The new technology will enable companies to consolidate services and equipment, Safarikas said. Companies also will enjoy the flexibility of being able to deploy bandwidth for different applications, he said.

"They'll be able to crank it up or down as needed," he said. "It's a lot more cost-effective."

The all-optical networks are attractive to phone companies because they cost one-tenth as much as current systems to purchase and operate, he said. The systems cost less because they require less equipment to be installed.

Nortel and its competitors are racing to get ready for the expected adoption next year of new 10-gigabit standards for metro networks.
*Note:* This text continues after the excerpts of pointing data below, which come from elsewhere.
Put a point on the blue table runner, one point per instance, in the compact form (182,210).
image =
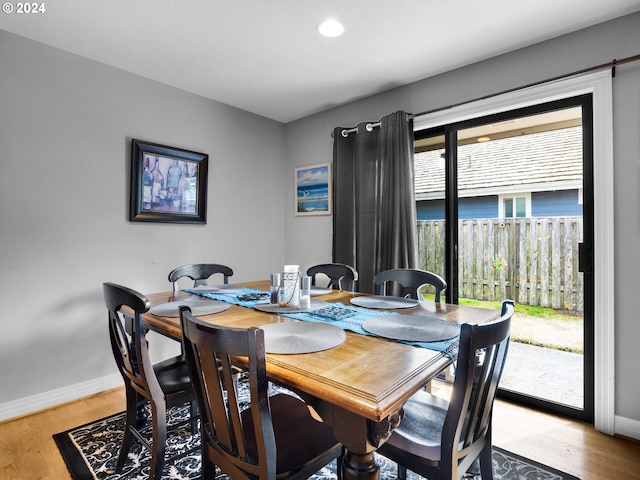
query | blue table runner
(347,317)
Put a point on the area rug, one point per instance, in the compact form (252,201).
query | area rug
(91,452)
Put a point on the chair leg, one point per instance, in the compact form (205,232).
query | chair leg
(486,463)
(208,467)
(193,411)
(159,440)
(131,421)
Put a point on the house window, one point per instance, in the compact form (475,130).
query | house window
(515,206)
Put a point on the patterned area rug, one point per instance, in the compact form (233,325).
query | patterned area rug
(90,452)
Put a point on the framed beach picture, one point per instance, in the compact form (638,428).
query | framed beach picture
(167,184)
(313,189)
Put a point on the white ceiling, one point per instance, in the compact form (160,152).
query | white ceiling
(266,56)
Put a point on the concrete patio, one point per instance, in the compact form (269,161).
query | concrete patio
(545,373)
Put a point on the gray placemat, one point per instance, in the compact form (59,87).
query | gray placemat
(198,307)
(320,291)
(412,328)
(301,337)
(385,302)
(222,288)
(275,308)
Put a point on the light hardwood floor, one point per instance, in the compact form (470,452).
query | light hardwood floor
(28,452)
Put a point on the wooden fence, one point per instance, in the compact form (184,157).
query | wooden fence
(533,261)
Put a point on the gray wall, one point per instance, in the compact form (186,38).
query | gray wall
(65,129)
(309,141)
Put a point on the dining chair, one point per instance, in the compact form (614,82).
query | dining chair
(162,385)
(341,276)
(275,435)
(440,439)
(199,273)
(404,282)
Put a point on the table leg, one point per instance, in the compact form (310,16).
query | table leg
(357,466)
(361,438)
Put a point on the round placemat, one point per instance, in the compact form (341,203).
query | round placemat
(320,291)
(412,328)
(198,307)
(275,308)
(301,337)
(222,288)
(384,302)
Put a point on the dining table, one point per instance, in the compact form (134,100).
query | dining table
(358,387)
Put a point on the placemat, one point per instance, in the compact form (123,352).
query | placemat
(346,317)
(222,288)
(198,307)
(384,302)
(275,308)
(301,337)
(414,328)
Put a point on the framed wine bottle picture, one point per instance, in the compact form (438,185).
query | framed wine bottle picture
(167,184)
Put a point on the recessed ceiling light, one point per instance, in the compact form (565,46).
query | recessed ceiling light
(331,28)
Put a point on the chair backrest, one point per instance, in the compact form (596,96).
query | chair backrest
(243,443)
(127,335)
(341,276)
(481,358)
(406,282)
(199,273)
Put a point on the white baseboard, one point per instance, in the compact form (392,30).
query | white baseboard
(48,399)
(627,427)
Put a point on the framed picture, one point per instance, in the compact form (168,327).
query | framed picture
(313,190)
(167,184)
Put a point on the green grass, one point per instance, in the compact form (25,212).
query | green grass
(532,311)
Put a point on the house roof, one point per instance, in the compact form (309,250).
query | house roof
(550,160)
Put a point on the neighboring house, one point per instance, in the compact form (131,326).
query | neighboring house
(535,175)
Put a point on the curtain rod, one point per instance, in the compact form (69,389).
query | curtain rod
(613,64)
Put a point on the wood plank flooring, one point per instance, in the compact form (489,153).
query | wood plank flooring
(28,452)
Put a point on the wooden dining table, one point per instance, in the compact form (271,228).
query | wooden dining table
(358,387)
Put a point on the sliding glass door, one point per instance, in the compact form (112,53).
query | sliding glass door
(511,194)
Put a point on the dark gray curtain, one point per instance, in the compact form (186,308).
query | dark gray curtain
(374,217)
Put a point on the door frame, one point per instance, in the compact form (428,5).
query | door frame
(599,85)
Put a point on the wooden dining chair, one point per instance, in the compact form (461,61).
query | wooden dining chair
(404,282)
(163,385)
(341,276)
(275,436)
(199,273)
(440,439)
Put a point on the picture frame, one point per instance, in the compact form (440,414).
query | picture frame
(314,190)
(168,184)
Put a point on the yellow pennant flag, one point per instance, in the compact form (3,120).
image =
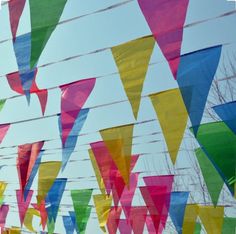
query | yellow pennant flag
(173,116)
(97,172)
(118,140)
(102,205)
(190,216)
(48,172)
(212,218)
(28,221)
(132,59)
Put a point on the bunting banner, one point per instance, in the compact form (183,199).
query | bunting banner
(219,143)
(211,177)
(102,205)
(132,59)
(48,172)
(118,140)
(81,199)
(212,218)
(166,20)
(177,209)
(227,113)
(172,115)
(195,74)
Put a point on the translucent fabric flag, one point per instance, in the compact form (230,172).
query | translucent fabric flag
(132,59)
(53,198)
(3,186)
(3,131)
(190,216)
(137,218)
(229,225)
(173,116)
(81,199)
(27,156)
(124,226)
(48,172)
(113,220)
(219,143)
(70,223)
(97,172)
(128,194)
(14,82)
(195,74)
(213,180)
(118,140)
(15,11)
(4,209)
(166,20)
(227,113)
(73,97)
(177,209)
(102,205)
(212,218)
(23,204)
(44,17)
(71,140)
(42,210)
(28,221)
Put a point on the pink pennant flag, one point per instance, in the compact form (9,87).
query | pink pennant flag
(73,97)
(23,204)
(113,219)
(3,215)
(124,227)
(3,131)
(137,218)
(15,10)
(166,20)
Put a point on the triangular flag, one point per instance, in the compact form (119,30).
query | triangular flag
(113,220)
(118,140)
(227,112)
(212,218)
(172,114)
(190,217)
(28,221)
(23,204)
(81,199)
(73,97)
(219,144)
(4,209)
(48,172)
(166,20)
(132,59)
(15,11)
(195,74)
(53,198)
(44,17)
(71,140)
(102,205)
(211,177)
(177,209)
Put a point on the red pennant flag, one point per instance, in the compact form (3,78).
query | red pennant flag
(113,219)
(23,204)
(15,10)
(3,215)
(73,97)
(166,20)
(3,131)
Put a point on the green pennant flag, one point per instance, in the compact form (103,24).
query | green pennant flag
(82,209)
(212,178)
(219,142)
(45,16)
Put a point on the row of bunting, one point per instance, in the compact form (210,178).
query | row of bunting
(112,158)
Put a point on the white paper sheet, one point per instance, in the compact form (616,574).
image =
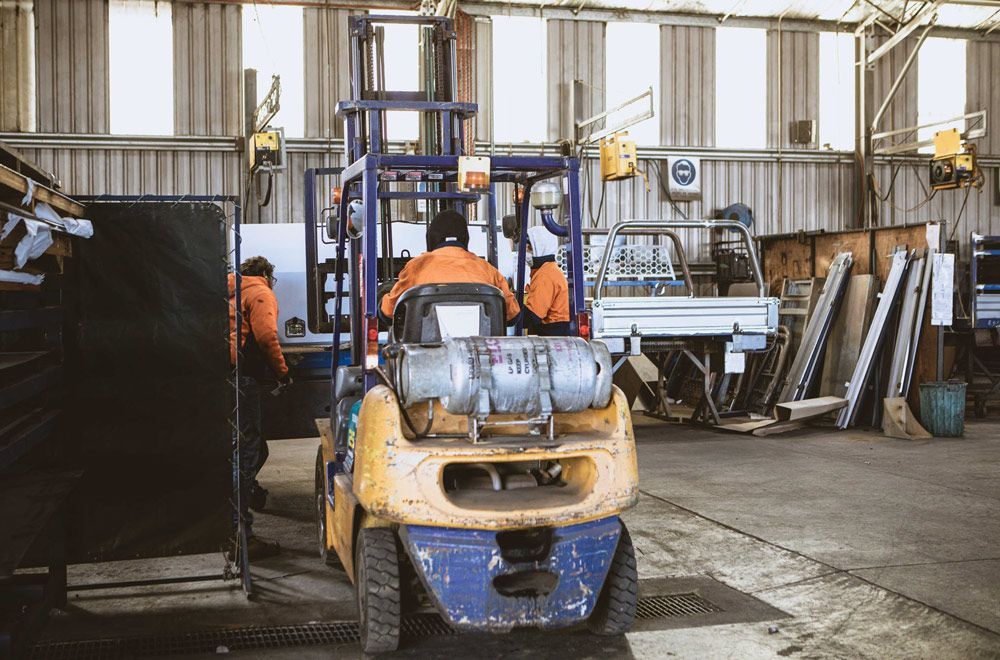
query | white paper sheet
(943,288)
(37,239)
(458,320)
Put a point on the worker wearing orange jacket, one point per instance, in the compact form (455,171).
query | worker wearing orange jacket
(262,362)
(546,303)
(448,261)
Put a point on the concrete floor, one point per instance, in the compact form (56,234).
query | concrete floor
(875,548)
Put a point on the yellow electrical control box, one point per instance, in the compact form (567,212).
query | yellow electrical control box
(618,158)
(954,164)
(267,150)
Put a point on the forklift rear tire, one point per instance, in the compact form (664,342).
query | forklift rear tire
(376,567)
(329,558)
(615,610)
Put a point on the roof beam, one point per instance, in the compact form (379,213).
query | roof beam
(929,8)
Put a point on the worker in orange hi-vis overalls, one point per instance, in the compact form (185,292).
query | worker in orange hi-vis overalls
(546,303)
(448,261)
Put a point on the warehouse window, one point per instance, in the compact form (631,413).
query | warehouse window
(273,43)
(940,85)
(402,74)
(141,68)
(520,111)
(740,88)
(632,65)
(836,90)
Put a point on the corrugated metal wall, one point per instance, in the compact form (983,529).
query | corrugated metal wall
(983,89)
(484,76)
(16,84)
(327,67)
(575,52)
(793,74)
(71,69)
(687,86)
(142,171)
(903,111)
(207,81)
(786,196)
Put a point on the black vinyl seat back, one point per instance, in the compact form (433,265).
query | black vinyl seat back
(415,318)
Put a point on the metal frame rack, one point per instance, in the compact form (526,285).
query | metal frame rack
(985,295)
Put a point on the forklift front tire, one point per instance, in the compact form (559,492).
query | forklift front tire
(376,568)
(615,610)
(328,556)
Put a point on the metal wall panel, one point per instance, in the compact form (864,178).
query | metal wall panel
(903,111)
(288,198)
(687,86)
(575,52)
(793,82)
(484,77)
(17,28)
(207,63)
(983,91)
(142,171)
(72,66)
(963,211)
(327,69)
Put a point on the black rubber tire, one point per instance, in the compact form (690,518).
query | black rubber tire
(329,557)
(376,578)
(615,610)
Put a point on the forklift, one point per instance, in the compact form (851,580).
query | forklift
(463,469)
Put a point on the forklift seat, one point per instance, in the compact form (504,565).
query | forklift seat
(415,318)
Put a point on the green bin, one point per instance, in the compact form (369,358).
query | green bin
(942,408)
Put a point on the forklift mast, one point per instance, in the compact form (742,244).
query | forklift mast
(372,176)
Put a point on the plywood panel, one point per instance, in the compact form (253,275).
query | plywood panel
(887,239)
(828,246)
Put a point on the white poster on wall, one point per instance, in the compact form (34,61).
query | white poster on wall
(943,289)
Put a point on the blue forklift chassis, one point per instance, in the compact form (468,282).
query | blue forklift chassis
(462,570)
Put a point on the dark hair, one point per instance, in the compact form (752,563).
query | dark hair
(258,266)
(447,225)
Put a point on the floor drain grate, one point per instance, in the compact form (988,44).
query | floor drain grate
(674,605)
(310,634)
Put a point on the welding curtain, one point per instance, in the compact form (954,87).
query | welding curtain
(149,419)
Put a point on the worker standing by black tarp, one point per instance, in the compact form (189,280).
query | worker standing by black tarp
(262,362)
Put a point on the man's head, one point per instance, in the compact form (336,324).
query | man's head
(259,267)
(447,226)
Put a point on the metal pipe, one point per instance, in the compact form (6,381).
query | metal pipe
(554,227)
(492,471)
(665,226)
(899,78)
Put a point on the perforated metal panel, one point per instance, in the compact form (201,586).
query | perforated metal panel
(628,262)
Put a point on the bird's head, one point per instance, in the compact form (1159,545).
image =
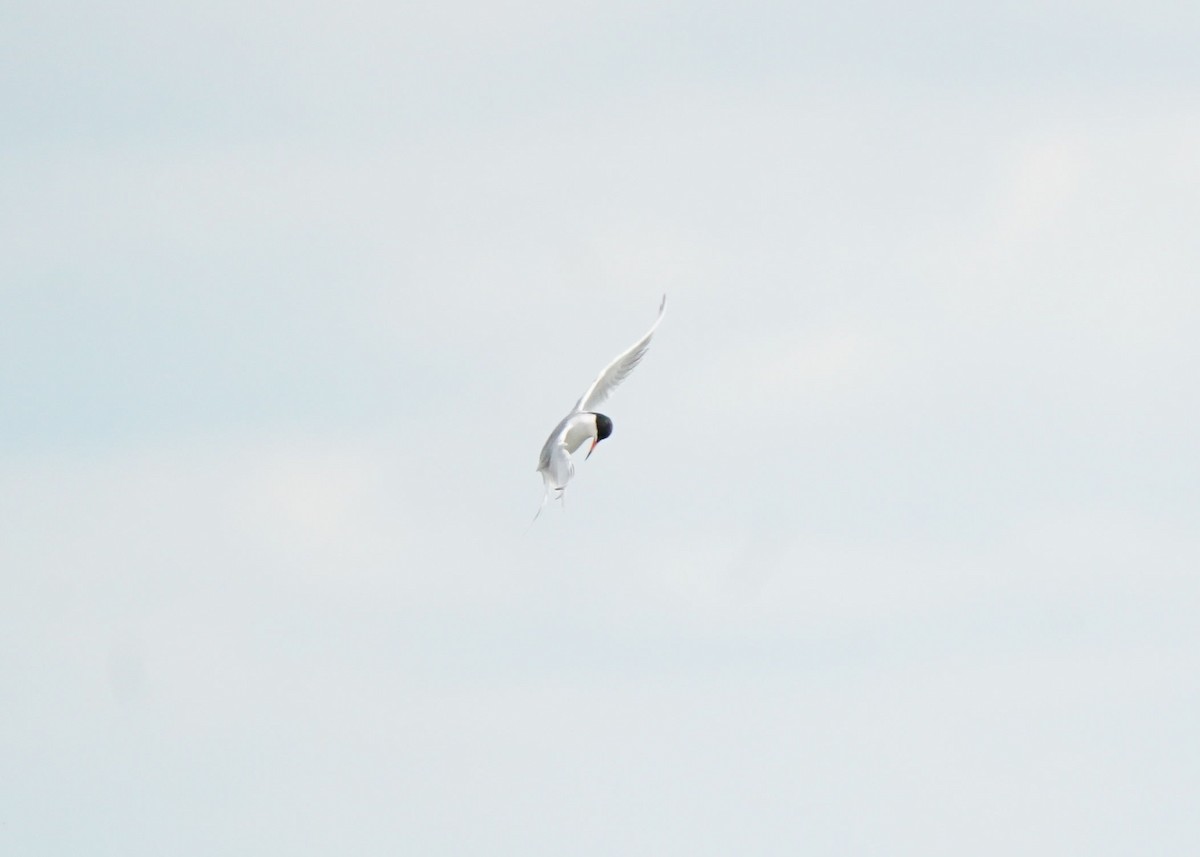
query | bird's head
(604,429)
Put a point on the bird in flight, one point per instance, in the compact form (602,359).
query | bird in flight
(583,423)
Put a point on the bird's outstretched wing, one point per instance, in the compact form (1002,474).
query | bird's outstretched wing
(619,369)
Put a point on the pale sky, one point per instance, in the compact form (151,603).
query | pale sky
(894,549)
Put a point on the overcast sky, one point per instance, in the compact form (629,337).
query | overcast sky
(894,549)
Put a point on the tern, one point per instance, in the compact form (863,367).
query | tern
(583,423)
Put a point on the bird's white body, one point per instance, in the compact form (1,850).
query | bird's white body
(582,423)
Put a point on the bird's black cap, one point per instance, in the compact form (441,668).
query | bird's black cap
(604,426)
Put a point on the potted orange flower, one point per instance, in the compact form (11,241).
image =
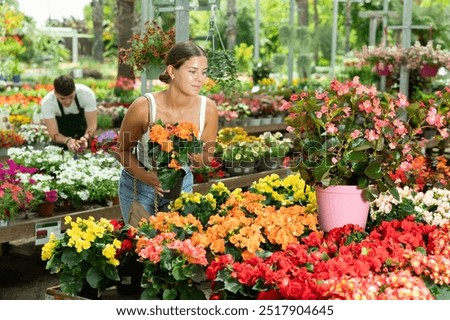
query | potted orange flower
(148,49)
(169,149)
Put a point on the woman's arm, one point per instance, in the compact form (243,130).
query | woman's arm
(209,135)
(134,125)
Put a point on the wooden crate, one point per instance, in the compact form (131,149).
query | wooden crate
(54,293)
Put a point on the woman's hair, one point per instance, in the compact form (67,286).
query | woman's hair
(179,54)
(64,85)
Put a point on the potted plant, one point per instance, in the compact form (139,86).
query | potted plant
(277,146)
(15,190)
(242,154)
(149,49)
(43,187)
(85,257)
(10,138)
(130,268)
(353,137)
(35,134)
(174,266)
(169,149)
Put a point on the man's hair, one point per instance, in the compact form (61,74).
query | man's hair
(64,85)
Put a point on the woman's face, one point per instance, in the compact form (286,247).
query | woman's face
(191,76)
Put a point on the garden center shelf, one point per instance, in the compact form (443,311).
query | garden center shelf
(25,227)
(265,127)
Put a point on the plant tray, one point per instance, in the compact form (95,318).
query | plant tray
(55,293)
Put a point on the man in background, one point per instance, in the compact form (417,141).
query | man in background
(70,113)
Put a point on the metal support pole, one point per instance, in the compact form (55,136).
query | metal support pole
(257,26)
(384,38)
(406,43)
(334,38)
(75,47)
(182,20)
(291,44)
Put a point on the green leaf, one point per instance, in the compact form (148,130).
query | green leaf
(356,156)
(177,273)
(71,257)
(373,171)
(169,294)
(439,292)
(94,276)
(321,171)
(232,285)
(111,272)
(368,195)
(394,192)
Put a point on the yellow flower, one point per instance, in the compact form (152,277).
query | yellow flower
(49,248)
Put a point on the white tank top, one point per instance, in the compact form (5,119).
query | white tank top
(142,148)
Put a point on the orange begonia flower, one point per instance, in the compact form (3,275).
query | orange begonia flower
(158,134)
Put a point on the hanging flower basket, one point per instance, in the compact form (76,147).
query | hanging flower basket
(382,69)
(154,70)
(429,71)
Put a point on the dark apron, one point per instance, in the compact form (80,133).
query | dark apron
(72,125)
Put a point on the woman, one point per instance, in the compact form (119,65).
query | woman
(185,74)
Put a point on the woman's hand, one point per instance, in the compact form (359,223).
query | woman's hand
(73,145)
(83,142)
(151,178)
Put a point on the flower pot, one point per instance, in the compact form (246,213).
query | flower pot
(4,223)
(130,273)
(89,293)
(3,152)
(175,192)
(277,119)
(46,209)
(65,205)
(428,71)
(238,168)
(16,78)
(382,70)
(154,70)
(269,163)
(266,120)
(341,205)
(112,201)
(254,121)
(163,3)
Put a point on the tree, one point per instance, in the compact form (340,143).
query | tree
(125,22)
(97,19)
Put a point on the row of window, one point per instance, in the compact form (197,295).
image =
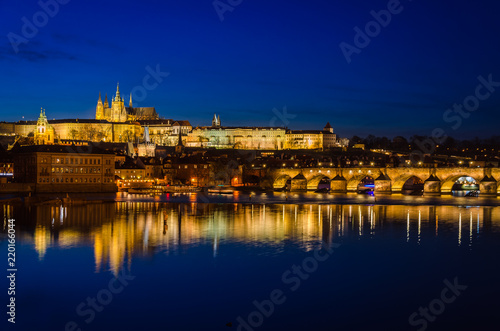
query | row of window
(75,170)
(75,180)
(195,166)
(74,160)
Safarikas said iCAIR, a leader in developing large-scale networks, has "been a great partner. We like to work with institutions on the cutting edge of technology."

Shaye Mandle, president of the Illinois Coalition, which promotes the state's high-tech economy, said, "With Motorola, Tellabs and Lucent, Illinois long has been on the leading edge for telecommunications. This work at Northwestern coming in highlights the intellectual capacity we have."

SBC and Nortel declined to say how much they are investing on the research.

Mambretti said eventually the new technology will trickle down to the home.

"This is the path of most technologies," he said. "This trial is the core of a new infrastructure. Think of this as building a superhighway. Once the highway is built, lots of residences will build access roads."